DonM stated,  "The "reaction" to this virus, in the U.S., has been minimal, at best, and the numbers are showing the result. Millions of our people seem to think that they are not at risk, and have failed to follow the mask and distancing recommendations, and now we are quite likely going into another spike of this illness. "

I agree with every word that Don wrote,  BUT,  where did the "millions" get this idea that the virus was a minor problem?  Most reputable health experts that I've heard, here in the U.S. and throughout most of the world seem to have considered it to be a dire threat and in most other countries have managed put in place, measures to control it. 

Is there something they know that we don't ( ??) or are we, as a nation, less intelligent than these other populations ?


----------



## StarSong (Jul 16, 2020)

DaveA said:


> I agree with every word that Don wrote, *BUT, where did the "millions" get this idea that the virus was a minor problem?* Most reputable health experts that I've heard, here in the U.S. and throughout most of the world seem to have considered it to be a dire threat and in most other countries have managed put in place, measures to control it.
> 
> *Is there something they know that we don't ( ??)* or are we, as a nation, less intelligent than these other populations ?

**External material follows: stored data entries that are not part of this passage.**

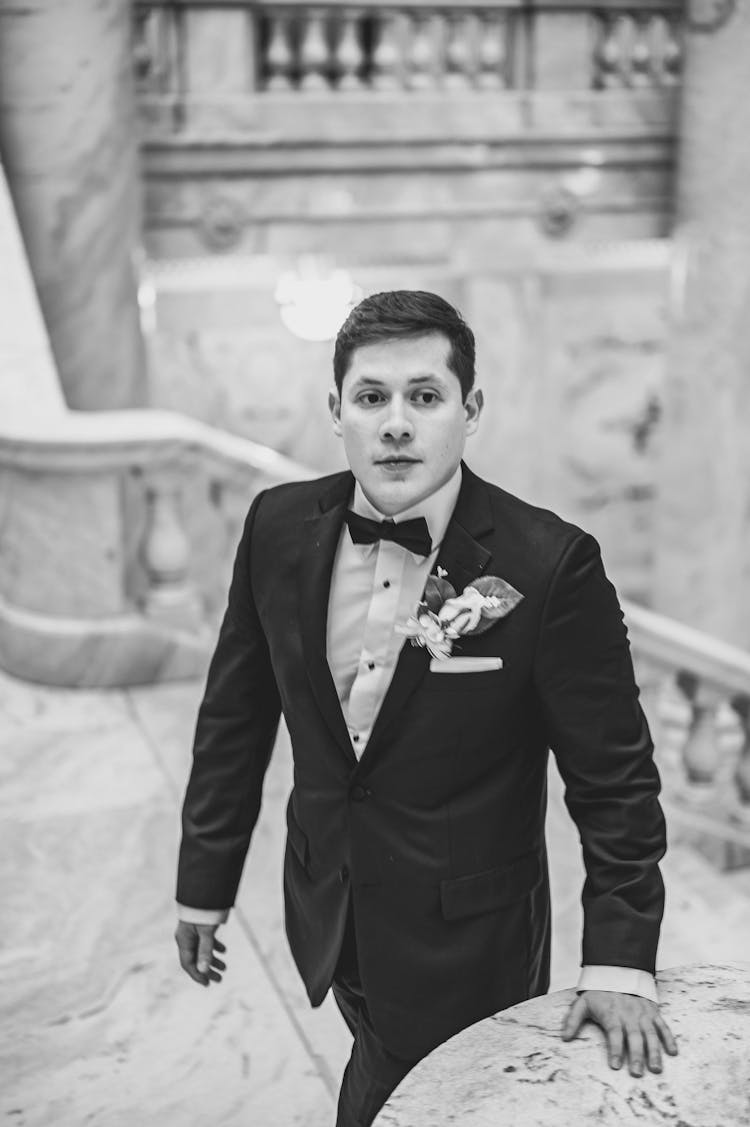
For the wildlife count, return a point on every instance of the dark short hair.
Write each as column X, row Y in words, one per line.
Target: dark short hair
column 402, row 313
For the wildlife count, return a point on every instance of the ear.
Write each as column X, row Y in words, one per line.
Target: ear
column 334, row 407
column 473, row 406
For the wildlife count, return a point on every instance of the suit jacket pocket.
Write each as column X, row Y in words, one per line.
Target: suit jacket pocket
column 494, row 888
column 297, row 837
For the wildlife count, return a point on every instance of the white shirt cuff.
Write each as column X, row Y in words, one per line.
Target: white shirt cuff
column 620, row 979
column 202, row 915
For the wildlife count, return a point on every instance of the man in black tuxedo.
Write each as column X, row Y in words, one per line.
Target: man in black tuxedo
column 429, row 638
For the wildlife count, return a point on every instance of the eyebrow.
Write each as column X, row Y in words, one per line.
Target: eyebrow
column 415, row 380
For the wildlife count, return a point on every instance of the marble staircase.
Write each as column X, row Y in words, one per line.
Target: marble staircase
column 99, row 1025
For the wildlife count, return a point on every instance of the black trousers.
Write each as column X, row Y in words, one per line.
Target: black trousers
column 372, row 1072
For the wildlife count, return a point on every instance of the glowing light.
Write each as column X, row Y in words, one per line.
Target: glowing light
column 315, row 301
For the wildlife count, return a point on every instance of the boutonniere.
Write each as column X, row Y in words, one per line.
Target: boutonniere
column 442, row 615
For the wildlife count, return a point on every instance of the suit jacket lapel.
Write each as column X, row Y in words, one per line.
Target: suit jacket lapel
column 464, row 558
column 320, row 535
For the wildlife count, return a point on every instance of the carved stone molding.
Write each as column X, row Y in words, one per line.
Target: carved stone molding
column 708, row 16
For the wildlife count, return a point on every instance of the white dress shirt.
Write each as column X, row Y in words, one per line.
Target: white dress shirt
column 373, row 588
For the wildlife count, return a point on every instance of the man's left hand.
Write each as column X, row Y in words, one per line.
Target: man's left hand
column 631, row 1023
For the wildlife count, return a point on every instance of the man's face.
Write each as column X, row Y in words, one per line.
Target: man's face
column 403, row 420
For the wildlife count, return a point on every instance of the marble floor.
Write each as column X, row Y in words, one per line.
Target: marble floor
column 98, row 1023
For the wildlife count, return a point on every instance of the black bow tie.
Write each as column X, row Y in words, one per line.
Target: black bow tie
column 414, row 534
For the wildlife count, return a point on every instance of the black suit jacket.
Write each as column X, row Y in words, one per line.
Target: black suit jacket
column 438, row 832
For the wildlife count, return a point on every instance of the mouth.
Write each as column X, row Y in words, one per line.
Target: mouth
column 397, row 460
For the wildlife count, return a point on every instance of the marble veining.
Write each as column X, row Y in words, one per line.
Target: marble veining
column 513, row 1068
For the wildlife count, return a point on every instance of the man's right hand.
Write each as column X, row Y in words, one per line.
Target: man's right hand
column 196, row 943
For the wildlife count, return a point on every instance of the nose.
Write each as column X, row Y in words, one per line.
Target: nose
column 397, row 426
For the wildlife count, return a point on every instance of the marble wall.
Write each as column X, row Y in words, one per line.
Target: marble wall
column 69, row 147
column 570, row 354
column 704, row 470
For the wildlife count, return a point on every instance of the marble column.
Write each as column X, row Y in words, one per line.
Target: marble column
column 69, row 147
column 703, row 517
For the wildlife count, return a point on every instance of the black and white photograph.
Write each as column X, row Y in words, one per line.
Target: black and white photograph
column 375, row 564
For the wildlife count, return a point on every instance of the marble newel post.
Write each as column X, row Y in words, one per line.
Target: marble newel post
column 69, row 148
column 703, row 526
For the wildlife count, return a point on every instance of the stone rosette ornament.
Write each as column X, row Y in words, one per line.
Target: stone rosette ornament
column 443, row 615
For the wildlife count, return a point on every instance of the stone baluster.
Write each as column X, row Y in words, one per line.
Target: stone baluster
column 143, row 45
column 279, row 55
column 315, row 52
column 459, row 51
column 700, row 750
column 641, row 73
column 608, row 55
column 387, row 54
column 492, row 54
column 667, row 51
column 421, row 59
column 349, row 55
column 170, row 597
column 741, row 706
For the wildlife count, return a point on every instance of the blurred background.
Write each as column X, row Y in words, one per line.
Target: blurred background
column 193, row 194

Assuming you already know the answer to the questions you've posed.


----------



## Geezerette (Jul 16, 2020)

I’m just really disgusted at seeing so many adult Americans acting like spoiled selfish petulant brats that don’t care who dies as long as they get their jollies. People who are whining that they are ‘tired of the virus” and “want to live their own lives” not caring if they endanger themselves or anyone else, INCLUDING THE PROFESSIONALS WOULD BE STUCK TAKING CARE OF THEM.


----------



## 911 (Jul 16, 2020)

People still are not taking this virus serious. I see many, many adults with no masks while on the streets. Stores pretty much have a no mask, no entry policy in place, but on the sidewalks, people are walking close to one another and no masks. My guess is that they think that because they are outside, they are safe, but nothing could be further from the truth. 

If we would all properly mitigate and wear and use our masks appropriately, we could be back on track in 2 weeks, according to the CDC.


----------



## jerry old (Jul 16, 2020)

This alleged pandemic will become a plague because it is not a health issue, it is a political issue. 
It is  politicized situation, the citizens will continue to pay the cost.

Don M and Dave A opinions should become national policy.

*Close the Schools!*


----------



## Don M. (Jul 16, 2020)

I agree with every word that Don wrote,  BUT,  where did the "millions" get this idea that the virus was a minor problem?  Most reputable health experts that I've heard, here in the U.S. and throughout most of the world seem to have considered it to be a dire threat and in most other countries have managed put in place, measures to control it.
Is there something they know that we don't ( ??) or are we, as a nation, less intelligent than these other populations ?
[/QUOTE]

I am just amazed at the number of people who think that wearing a mask and staying "distant" is a violation of their "Rights".  Do these people never watch the news?


----------



## 911 (Jul 16, 2020)

I spoke with a person in our state’s HHS department. (I can’t give her name), but she is pretty high up. She told me that people themselves are to blame. They just won’t follow directions. So, what are you going to do?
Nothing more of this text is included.